In fact Israeli officials have sought to play down their differences with Washington, saying that joint working groups will continue discussions on the matter. Meanwhile Israel is increasing settlement activity.
The American public deserves to be informed on issues that are destabilizing to the Middle East, particularly when we have troops present in two concurrent wars.
T
"this double distortion was policy, not accident. " in other words dec.eive public into another w.ar...
So, if Rupert Murd0ch pulled something like this, the progress0heads would regurgitate their intestines... but when the 'paper of record' does this... nobody bats a left wing eyelash.
It's going to be enjoyable watching the NYT crash n bu`rn
"but when the 'paper of record' does this... nobody bats a left wing eyelash."
Is that why this story is here? LOL
You actually have it completely flipped. No one would care if the New York Post did this. They are a tabloid. Its only a big deal because it is the Times
New York Times is losing subscribers. Some liberals must have canceled their subscription. I did.
"The story is false, as an impartial viewer or reader of Monday's news conference will recognize. The giant gamble of the Times is that by repeating the story they can shape events and help to make it true. This double distortion was policy, not accident."
Thank God for the highly intelligent David Bromwich. Thank God.
And I am surprised that HuffPo is not averse to publishing the truth. Refreshing.
Shades of The Times' push for war in Iraq and Judith Miller's front page columns. It would insane to attack Iran. Iran has a young population and an educated population.
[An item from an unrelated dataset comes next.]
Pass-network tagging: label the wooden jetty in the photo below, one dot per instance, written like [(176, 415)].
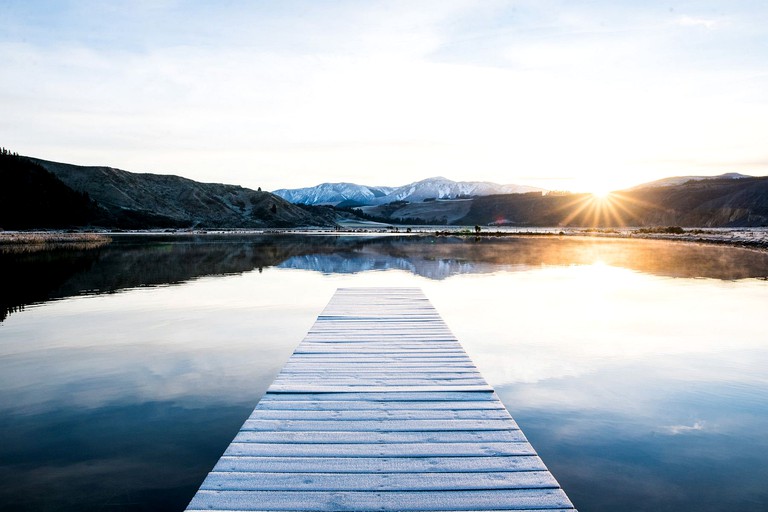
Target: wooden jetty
[(380, 409)]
We need to talk with them and befriend them. Only the war profiteers and some Israelis want a war with Iran. (I suppose a war anywhere would do for their bottom line. ) They don't seem to care about anything but their profits. Ike was right.
Once you've said "New York Times Falsifies", you've said it all. The NYT has allowed itself to become a low grade fish wrapper through its partisan reporting, poor editorial control, and general failure at good journalism.